This repository has two major parts: adding pdf to Pine cone DB and ChatBot.
• Read all the pdf files in the given folder.
• Remove any special character like “\xa0”, which comes during reading of pdf.
• Divide pdf data into chunks of 500 tokens.
• Pass chunks data through open source embedding model.
• Get vector embedding of all the data.
• Add vector embedding to pine cone DB.
• Retrieve all the vector embedding from pine cone db.
• Add simple prompt for claude LLM model.
• Take input from the user.
• Pass the user input to embedding model.
• Query Pine cone db with user input embedding vector.
• Get top 3 textual data from Pine cone DB related to user question.
• Pass user question and top 3 relevant data to LLM claude model.
• Return output back to user.
- python 3.10
- pypdf
- langchain
- langchain-community
- huggingface-hub
- pinecone-client
- anthropic
Following are key variable that need to set at the start of Notebook.

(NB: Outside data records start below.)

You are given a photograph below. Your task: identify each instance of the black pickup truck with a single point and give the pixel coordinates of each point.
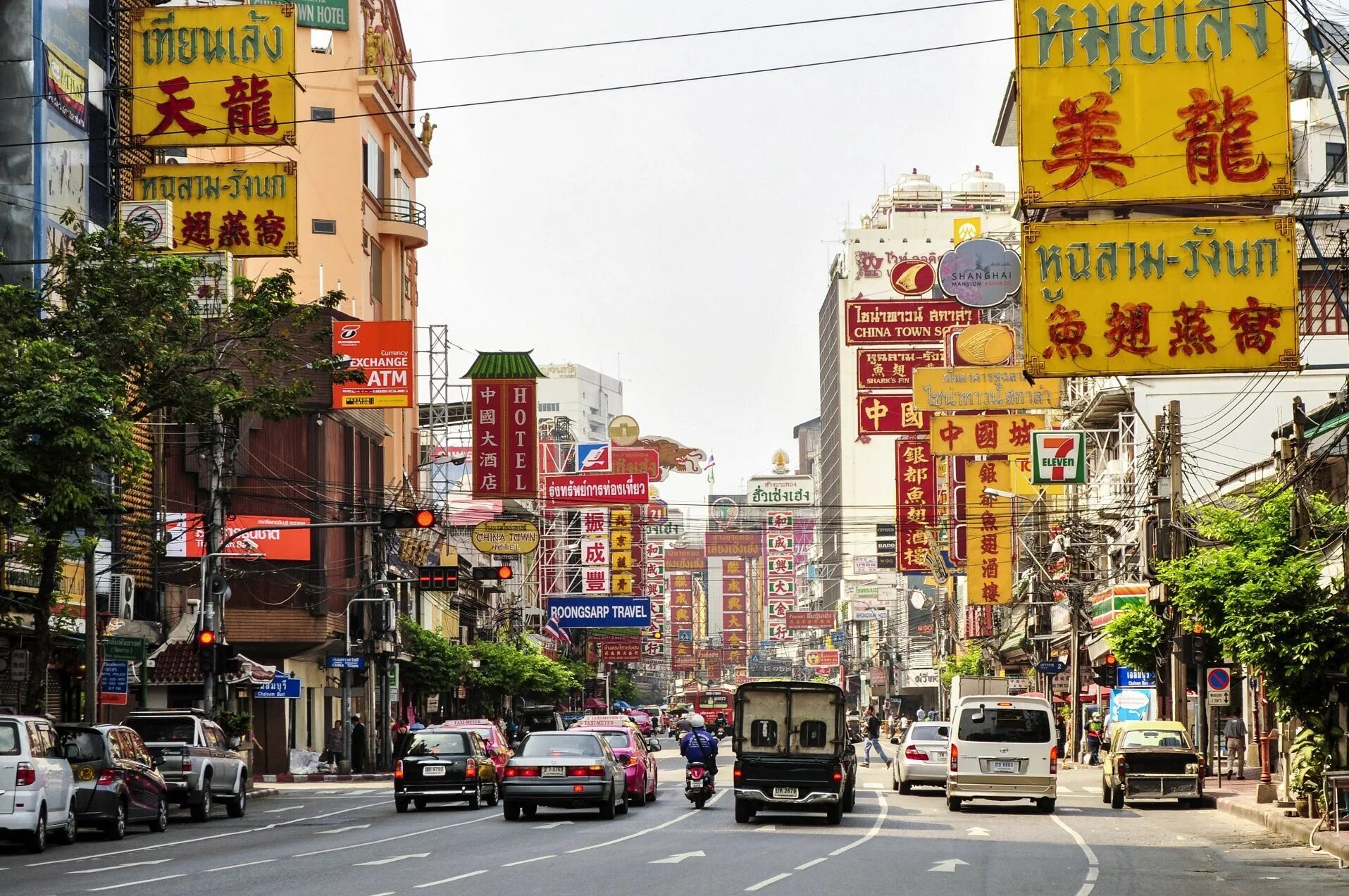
(792, 752)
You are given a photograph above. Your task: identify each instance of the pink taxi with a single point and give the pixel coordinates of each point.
(492, 737)
(630, 749)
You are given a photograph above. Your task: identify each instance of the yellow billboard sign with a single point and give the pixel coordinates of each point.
(247, 208)
(213, 76)
(1162, 296)
(1123, 103)
(983, 433)
(988, 536)
(980, 389)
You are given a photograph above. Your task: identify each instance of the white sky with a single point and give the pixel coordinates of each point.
(683, 232)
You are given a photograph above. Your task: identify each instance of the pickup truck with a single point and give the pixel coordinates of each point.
(792, 753)
(199, 764)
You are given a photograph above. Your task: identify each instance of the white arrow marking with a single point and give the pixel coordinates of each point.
(112, 868)
(393, 859)
(678, 857)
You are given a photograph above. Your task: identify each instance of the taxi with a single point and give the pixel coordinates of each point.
(497, 745)
(632, 751)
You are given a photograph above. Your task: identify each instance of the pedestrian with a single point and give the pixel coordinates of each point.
(1235, 735)
(873, 737)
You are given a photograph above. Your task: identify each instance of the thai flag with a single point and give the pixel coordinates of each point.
(555, 629)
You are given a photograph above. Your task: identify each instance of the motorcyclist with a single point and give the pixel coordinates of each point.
(699, 745)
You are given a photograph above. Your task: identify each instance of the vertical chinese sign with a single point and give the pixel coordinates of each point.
(505, 427)
(989, 536)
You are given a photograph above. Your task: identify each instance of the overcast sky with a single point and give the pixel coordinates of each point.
(680, 235)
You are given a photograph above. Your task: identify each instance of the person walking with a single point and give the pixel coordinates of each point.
(873, 737)
(1235, 735)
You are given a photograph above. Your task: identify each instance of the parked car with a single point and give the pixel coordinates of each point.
(633, 752)
(923, 756)
(444, 766)
(200, 763)
(37, 785)
(564, 769)
(118, 783)
(792, 753)
(1151, 761)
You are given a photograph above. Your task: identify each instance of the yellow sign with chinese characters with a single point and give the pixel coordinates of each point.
(213, 76)
(983, 435)
(1152, 103)
(988, 532)
(247, 208)
(1162, 296)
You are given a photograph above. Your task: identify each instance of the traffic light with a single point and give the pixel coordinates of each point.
(418, 518)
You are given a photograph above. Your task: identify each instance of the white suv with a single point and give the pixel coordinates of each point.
(37, 785)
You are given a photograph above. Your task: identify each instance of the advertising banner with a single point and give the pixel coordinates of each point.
(383, 351)
(1100, 301)
(983, 435)
(1129, 104)
(244, 208)
(212, 76)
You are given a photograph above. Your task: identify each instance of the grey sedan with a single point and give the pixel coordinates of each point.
(564, 769)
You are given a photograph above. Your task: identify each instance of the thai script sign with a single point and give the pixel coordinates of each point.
(213, 76)
(1133, 103)
(1162, 296)
(247, 209)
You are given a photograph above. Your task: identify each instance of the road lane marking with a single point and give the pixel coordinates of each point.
(134, 883)
(387, 840)
(451, 880)
(526, 861)
(765, 883)
(112, 868)
(225, 868)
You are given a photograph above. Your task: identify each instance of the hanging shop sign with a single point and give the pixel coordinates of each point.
(1138, 104)
(1160, 296)
(983, 435)
(980, 389)
(213, 76)
(989, 536)
(247, 209)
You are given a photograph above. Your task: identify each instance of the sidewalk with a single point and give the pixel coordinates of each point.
(1238, 798)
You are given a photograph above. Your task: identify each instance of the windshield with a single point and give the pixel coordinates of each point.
(561, 745)
(1002, 725)
(163, 730)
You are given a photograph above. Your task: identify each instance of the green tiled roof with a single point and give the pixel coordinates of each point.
(504, 366)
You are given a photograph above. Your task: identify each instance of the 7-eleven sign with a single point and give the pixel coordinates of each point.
(1058, 458)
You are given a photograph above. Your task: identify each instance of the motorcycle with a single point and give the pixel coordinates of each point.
(698, 784)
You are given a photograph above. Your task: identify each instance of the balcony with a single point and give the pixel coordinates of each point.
(405, 219)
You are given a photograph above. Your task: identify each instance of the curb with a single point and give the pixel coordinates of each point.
(1295, 828)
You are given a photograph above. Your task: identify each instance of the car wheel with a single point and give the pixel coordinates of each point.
(38, 838)
(201, 811)
(159, 823)
(116, 829)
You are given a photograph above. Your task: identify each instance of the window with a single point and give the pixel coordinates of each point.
(1336, 161)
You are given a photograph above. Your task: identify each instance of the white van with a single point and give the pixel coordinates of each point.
(1002, 748)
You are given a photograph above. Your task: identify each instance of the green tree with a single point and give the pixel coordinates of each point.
(108, 339)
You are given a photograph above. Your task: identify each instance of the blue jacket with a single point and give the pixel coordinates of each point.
(698, 745)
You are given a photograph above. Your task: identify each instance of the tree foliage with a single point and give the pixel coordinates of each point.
(1264, 598)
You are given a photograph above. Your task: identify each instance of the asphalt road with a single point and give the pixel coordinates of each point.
(347, 841)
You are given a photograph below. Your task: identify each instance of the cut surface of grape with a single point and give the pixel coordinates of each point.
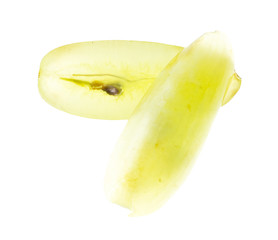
(167, 129)
(103, 79)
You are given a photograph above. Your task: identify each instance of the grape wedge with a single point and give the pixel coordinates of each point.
(164, 135)
(103, 79)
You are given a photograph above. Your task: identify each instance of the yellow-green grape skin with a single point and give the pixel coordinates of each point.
(165, 133)
(103, 79)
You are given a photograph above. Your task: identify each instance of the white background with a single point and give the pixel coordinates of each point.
(52, 164)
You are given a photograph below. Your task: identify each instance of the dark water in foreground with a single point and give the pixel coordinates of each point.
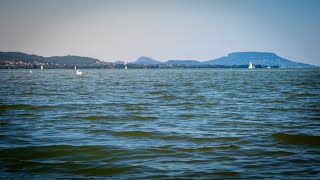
(197, 123)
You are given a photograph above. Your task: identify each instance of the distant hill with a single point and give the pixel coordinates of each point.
(257, 58)
(233, 60)
(68, 60)
(146, 60)
(237, 59)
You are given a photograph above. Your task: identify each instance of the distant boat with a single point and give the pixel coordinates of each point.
(79, 72)
(251, 66)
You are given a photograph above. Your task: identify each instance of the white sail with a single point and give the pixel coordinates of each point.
(79, 72)
(250, 66)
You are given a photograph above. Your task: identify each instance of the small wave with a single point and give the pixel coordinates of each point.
(133, 133)
(162, 85)
(297, 139)
(136, 117)
(100, 117)
(186, 116)
(105, 171)
(156, 92)
(226, 173)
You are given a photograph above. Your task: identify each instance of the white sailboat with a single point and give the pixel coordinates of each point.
(251, 66)
(79, 72)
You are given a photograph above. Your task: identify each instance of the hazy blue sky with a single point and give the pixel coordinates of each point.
(168, 29)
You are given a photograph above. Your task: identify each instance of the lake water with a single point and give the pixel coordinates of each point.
(144, 124)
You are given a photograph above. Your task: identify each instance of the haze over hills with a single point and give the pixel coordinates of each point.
(237, 59)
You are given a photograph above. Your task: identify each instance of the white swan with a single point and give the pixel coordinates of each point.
(79, 72)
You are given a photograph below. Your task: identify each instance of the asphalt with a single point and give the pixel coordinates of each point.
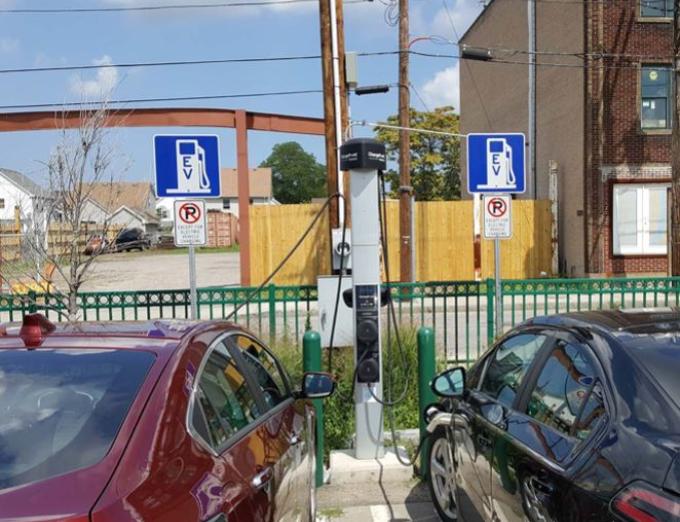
(377, 501)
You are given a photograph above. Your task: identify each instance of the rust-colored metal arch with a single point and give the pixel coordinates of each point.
(241, 120)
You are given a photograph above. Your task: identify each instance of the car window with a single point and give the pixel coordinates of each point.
(266, 370)
(223, 404)
(509, 365)
(566, 396)
(62, 409)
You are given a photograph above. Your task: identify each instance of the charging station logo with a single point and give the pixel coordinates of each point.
(187, 166)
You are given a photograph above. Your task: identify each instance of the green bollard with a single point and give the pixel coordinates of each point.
(426, 372)
(311, 362)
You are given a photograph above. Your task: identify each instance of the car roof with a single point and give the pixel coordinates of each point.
(632, 320)
(158, 335)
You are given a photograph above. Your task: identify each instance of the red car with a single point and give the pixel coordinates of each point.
(157, 421)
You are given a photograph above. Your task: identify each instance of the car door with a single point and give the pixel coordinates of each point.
(562, 407)
(474, 428)
(284, 437)
(224, 412)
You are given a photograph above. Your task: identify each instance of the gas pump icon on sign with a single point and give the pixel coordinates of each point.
(191, 170)
(499, 170)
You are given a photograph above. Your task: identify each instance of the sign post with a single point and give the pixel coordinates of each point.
(497, 226)
(188, 167)
(191, 231)
(496, 168)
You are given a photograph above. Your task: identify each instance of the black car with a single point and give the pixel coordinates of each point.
(131, 239)
(573, 417)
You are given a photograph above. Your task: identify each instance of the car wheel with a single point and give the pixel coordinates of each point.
(441, 481)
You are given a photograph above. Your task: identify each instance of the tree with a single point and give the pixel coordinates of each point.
(55, 232)
(297, 176)
(435, 159)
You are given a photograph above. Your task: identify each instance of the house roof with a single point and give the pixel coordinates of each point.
(260, 183)
(146, 217)
(115, 195)
(20, 180)
(481, 15)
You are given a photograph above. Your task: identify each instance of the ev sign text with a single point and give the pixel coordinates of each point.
(497, 217)
(496, 163)
(190, 223)
(187, 166)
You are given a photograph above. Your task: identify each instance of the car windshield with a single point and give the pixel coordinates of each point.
(660, 355)
(62, 409)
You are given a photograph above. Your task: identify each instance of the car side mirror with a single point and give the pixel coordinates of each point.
(450, 383)
(317, 385)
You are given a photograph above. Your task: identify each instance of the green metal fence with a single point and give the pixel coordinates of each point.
(460, 312)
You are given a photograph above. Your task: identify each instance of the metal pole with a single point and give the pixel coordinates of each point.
(192, 283)
(531, 18)
(426, 372)
(405, 188)
(311, 362)
(499, 290)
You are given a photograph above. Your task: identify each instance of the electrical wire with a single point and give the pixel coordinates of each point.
(157, 100)
(164, 7)
(287, 257)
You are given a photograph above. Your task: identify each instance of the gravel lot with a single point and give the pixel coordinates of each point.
(160, 271)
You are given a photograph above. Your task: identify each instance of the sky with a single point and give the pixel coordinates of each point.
(45, 40)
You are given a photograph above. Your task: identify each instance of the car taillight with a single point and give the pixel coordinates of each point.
(641, 502)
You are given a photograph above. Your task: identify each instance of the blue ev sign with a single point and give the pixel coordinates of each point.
(496, 163)
(187, 166)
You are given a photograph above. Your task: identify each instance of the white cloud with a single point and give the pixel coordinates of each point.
(443, 88)
(8, 45)
(101, 86)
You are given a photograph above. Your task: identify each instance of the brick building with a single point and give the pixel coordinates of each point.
(604, 102)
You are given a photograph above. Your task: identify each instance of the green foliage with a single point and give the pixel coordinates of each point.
(296, 175)
(435, 159)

- pdf_folder: Folder containing new pdf files.
- pine_cone_api: PineCone API.
- database_index: Name of Database.
- embedding_model_name: Name of model for creating embeding vectors.
- from_scratch: If false then it will append to previously uploaded data, else it will remove previous data from pinecone and then upload the new files.
Following are key variable that need to set at the start of Code.
- pine_cone_api = PineCone API
- database_index = Name of Database
- claude_api = Claude API key
- embedding_model_name = Name of model for creating embeding vectors.